When you first price college textbooks, you instantly understand why you don’t want a student taking their courses too lightly. College textbooks are extremely expensive, but they are what they are. You may want to spend some time checking out alternatives to buying new textbooks.
It’s difficult to put an estimated cost on textbooks per semester or year because there are many variables based on what courses of study a student takes. A student majoring in English will need many course books as well as others for research, and none of them are cheap. An engineering student can expect to have fewer books, but the ones used are very expensive.
Upon enrollment, students are given a list of the textbooks required for the semester. That is the time to immediately begin a quest to find books for the best prices possible.

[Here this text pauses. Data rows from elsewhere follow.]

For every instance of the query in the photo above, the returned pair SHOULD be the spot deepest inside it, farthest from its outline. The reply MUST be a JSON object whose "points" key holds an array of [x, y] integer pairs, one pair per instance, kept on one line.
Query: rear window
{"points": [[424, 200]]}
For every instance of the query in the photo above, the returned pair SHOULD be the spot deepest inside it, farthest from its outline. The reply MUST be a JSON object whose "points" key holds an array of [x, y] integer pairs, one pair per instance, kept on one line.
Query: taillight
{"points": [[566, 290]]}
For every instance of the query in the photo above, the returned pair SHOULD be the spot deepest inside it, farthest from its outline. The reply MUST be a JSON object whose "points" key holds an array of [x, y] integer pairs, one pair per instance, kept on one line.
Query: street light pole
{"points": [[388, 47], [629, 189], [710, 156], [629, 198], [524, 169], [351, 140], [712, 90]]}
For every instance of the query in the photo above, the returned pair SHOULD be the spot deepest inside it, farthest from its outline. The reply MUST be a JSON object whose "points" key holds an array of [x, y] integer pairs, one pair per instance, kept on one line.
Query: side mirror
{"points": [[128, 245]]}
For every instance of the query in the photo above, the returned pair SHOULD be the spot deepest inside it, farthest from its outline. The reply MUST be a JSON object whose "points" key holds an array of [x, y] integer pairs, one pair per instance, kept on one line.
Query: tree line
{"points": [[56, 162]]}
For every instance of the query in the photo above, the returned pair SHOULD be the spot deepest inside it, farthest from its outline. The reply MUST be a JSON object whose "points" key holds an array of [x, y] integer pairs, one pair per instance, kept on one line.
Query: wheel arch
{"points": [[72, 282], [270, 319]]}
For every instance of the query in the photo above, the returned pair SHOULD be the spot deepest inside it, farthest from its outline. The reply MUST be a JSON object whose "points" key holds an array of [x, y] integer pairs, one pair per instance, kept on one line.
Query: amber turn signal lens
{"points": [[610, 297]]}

Pricing for new books is available from the college bookstore, but you want better pricing than that if at all possible.
Here are some suggestions on how to get the best bang for your buck with college textbooks:
1. Buy your books early. As soon as your child is enrolled, begin to look for all the options and the availability of materials.
2. Check with students who have just completed courses your child will be taking and barter for second hand books. You should comparison shop between former students to get the best resale price.
3. Buy based on individual book prices. Don’t get into a situation where you buy all of the books from one person unless you can negotiate a price that has the lowest cost for all.
4. Check to see which textbooks you can rent. Not all course materials will have rental possibilities, but many do.
5. Encourage your child to find students who want to sell their books when they have completed courses your student plans to take.
6. Look for course materials in places other than the college bookstore.
7. Check online for textbooks, where former students may sell theirs. Additionally, some books are available online for download. Downloadable textbooks still have a cost, but it is much lower than that of the hard printed copies.
Be positive that you have the right books when you buy. Don’t assume that the materials for a class remain the same for every semester. You don’t get a bargain by buying outdated and relatively useless books, no matter what the price.